The one-run game has haunted the Chicago Cubs as they lost another, 8-7 to the San Francisco Giants on Thursday afternoon. They have been defeated 30 times out of their 42 one-run games this season.
Young reliever Andrew Cashner gave up the winning run in the bottom of the ninth. They left San Francisco on a getaway day having lost 13 of their 16 games and five straight series.
The Chicago Cubs jumped on Giants starter Matt Cain in the first inning. Tyler Colvin and Starlin Castro started the game with back-to-back singles. Two outs later, Xavier Nady doubled to drive in both base runners. The Cubs led 2-0.
The Giants cut the lead into half in the second inning. Pat Burrell grounded out but Pablo Sandoval tripled to center field. Juan Uribe, the following batter, brought Sandoval home with a line-drive single.
Randy Wells, the Cubs starter, helped himself to win with a bat.
In the fourth, Blake DeWitt reached second on fielder’s choice before Jeff Baker struck out. Koyie Hill hit a single to advance DeWitt to third. Wells ripped Cain’s first pitch and transformed it to a left-field double that produced DeWitt’s run. The Cubs restored a two-run lead.
But while on the mound, Wells gave it all back. In the bottom of the inning, he served up back to back solo home runs to lead-off man Pat Burrell (his 11th of the year) and Sandoval (his seventh).
And the Giants knocked him out in the fifth by adding four runs on the scoreboard. Aaron Rowand led off and reached first on third baseman Jeff Baker’s throwing error. He advanced to second on Freddy Sanchez’s sacrifice bunt.
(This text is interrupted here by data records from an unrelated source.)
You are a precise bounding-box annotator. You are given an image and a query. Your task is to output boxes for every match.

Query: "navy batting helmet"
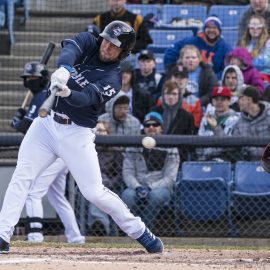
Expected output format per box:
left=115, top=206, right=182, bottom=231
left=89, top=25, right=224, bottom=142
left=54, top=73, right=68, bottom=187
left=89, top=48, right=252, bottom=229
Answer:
left=99, top=21, right=136, bottom=60
left=21, top=62, right=49, bottom=89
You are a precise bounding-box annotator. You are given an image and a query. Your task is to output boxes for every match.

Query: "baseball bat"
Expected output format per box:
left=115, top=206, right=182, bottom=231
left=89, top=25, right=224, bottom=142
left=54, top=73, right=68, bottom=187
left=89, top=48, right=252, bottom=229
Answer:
left=21, top=41, right=56, bottom=110
left=38, top=85, right=59, bottom=118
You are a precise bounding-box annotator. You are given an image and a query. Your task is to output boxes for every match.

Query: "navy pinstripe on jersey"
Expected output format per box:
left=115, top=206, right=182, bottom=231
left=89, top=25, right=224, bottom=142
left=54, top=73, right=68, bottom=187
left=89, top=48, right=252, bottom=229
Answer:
left=52, top=32, right=122, bottom=128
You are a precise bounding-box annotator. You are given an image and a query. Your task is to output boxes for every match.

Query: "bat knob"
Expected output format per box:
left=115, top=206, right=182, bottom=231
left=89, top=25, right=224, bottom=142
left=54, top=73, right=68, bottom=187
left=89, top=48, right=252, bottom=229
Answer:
left=39, top=109, right=49, bottom=118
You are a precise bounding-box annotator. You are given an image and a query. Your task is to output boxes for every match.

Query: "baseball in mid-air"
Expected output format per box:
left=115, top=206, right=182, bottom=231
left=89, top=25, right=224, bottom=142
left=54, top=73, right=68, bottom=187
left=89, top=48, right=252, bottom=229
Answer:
left=142, top=136, right=156, bottom=149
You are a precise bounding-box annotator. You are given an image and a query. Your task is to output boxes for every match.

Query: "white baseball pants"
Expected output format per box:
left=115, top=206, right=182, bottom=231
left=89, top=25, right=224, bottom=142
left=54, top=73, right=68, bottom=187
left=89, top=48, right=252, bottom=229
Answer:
left=0, top=114, right=145, bottom=242
left=26, top=158, right=85, bottom=243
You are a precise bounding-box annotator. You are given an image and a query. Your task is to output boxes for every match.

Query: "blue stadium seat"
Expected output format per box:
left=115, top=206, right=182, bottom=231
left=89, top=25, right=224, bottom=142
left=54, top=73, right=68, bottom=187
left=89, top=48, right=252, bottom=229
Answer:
left=174, top=161, right=234, bottom=235
left=221, top=28, right=238, bottom=48
left=153, top=53, right=164, bottom=73
left=161, top=4, right=207, bottom=25
left=231, top=161, right=270, bottom=219
left=208, top=5, right=249, bottom=29
left=125, top=4, right=161, bottom=18
left=149, top=29, right=194, bottom=48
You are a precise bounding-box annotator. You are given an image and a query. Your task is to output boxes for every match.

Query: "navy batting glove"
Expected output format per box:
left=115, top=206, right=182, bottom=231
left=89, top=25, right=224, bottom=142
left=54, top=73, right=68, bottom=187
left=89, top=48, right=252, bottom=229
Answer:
left=136, top=186, right=151, bottom=199
left=11, top=108, right=26, bottom=127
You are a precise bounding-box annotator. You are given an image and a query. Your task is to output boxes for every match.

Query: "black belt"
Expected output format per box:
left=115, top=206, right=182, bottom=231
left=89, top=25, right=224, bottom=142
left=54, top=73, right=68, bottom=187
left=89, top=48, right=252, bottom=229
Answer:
left=53, top=113, right=72, bottom=125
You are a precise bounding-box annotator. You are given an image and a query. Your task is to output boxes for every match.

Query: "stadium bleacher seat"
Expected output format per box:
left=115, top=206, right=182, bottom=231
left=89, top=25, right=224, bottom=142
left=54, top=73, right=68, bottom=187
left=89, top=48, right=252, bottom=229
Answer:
left=161, top=4, right=207, bottom=25
left=125, top=4, right=161, bottom=18
left=231, top=161, right=270, bottom=220
left=149, top=29, right=194, bottom=49
left=221, top=28, right=239, bottom=48
left=174, top=161, right=234, bottom=235
left=208, top=5, right=249, bottom=29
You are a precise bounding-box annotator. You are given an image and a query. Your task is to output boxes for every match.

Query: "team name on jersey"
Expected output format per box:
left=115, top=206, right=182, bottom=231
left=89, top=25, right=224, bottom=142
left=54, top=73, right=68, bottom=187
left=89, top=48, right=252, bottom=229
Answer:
left=71, top=69, right=90, bottom=88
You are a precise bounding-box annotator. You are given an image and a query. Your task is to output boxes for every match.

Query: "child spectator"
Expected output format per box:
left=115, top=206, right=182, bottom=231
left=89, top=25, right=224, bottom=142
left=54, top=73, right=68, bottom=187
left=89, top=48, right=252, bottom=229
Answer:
left=177, top=45, right=218, bottom=108
left=226, top=47, right=264, bottom=94
left=221, top=65, right=245, bottom=111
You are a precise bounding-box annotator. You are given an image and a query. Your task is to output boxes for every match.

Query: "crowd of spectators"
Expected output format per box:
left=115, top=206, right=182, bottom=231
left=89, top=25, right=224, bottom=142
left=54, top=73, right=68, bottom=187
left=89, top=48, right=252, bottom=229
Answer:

Wells walked both Aubrey Huff and Buster Posey to load the bases.
Pat Burrell stepped up and crushed Wells’ 0-2 count pitch to left field for a grand slam, his second home run of the afternoon. Burrell killed to the Cubs in this series. He finished the day going 2-for-4 with 5-RBI and drove in a total of nine runs in this series, including a three-RBI performance the previous night.
Wells left the game after five innings allowing seven runs (six earned), eight hits, and three home runs. Marcos Mateo, Casey Coleman, and Sean Marshall shared the relief work, pitching one inning each to shut down the Giants and to keep the game reachable for the Cubs.
The Giants bullpen, however, went the opposite way. After Cain was pulled out after six innings of work, their relievers could not protect their comfortable four-run lead against the hampered Cubs who have lost a few regulars in their lineup this week.
In the seventh, the Cubs got one off Chris Ray, the first pitcher who replaced Cain. Castro reached first on a single and Kosuke Fukudome drove him home with his 10th double of the year.
The eighth inning was huge for the Cubs as they tied the game to 7-7.
Reliever Javier Lopez faced lead-off DeWitt and lost him by walking him. Guillermo Mota came in to replace Lopez and gave up a single to Baker and a RBI-double to Hill. The Cubs made it 7-5.
Sergio Romo, the third Giants’ reliever, got Alfonso Soriano to fly out, then faced Tyler Colvin who hit a RBI-groundout to score Baker from third. Castro hit his fourth single of the afternoon to produce the Cubs’ game-tying run as Hill crossed the plate.
The tie-game did not last long and it was all over for the North Side at the bottom of the ninth.
Cubs’ new reliever Andrew Cashner (1-5) allowed a lead-off single to Aaron Rowand who moved to second on Sanchez’s sacrifice bunt. He gave Aubrey Huff an intentional walk and lost Buster Posey on another walk.
With the bases loaded and on the 2-0 count, pinch-hitter Andres Torres drove a long walk-off single to center field to score the Giants’ winning run.
Giants closer, Brian Wilson (3-1) who blanked the Cubs at the top of the ninth, took the win.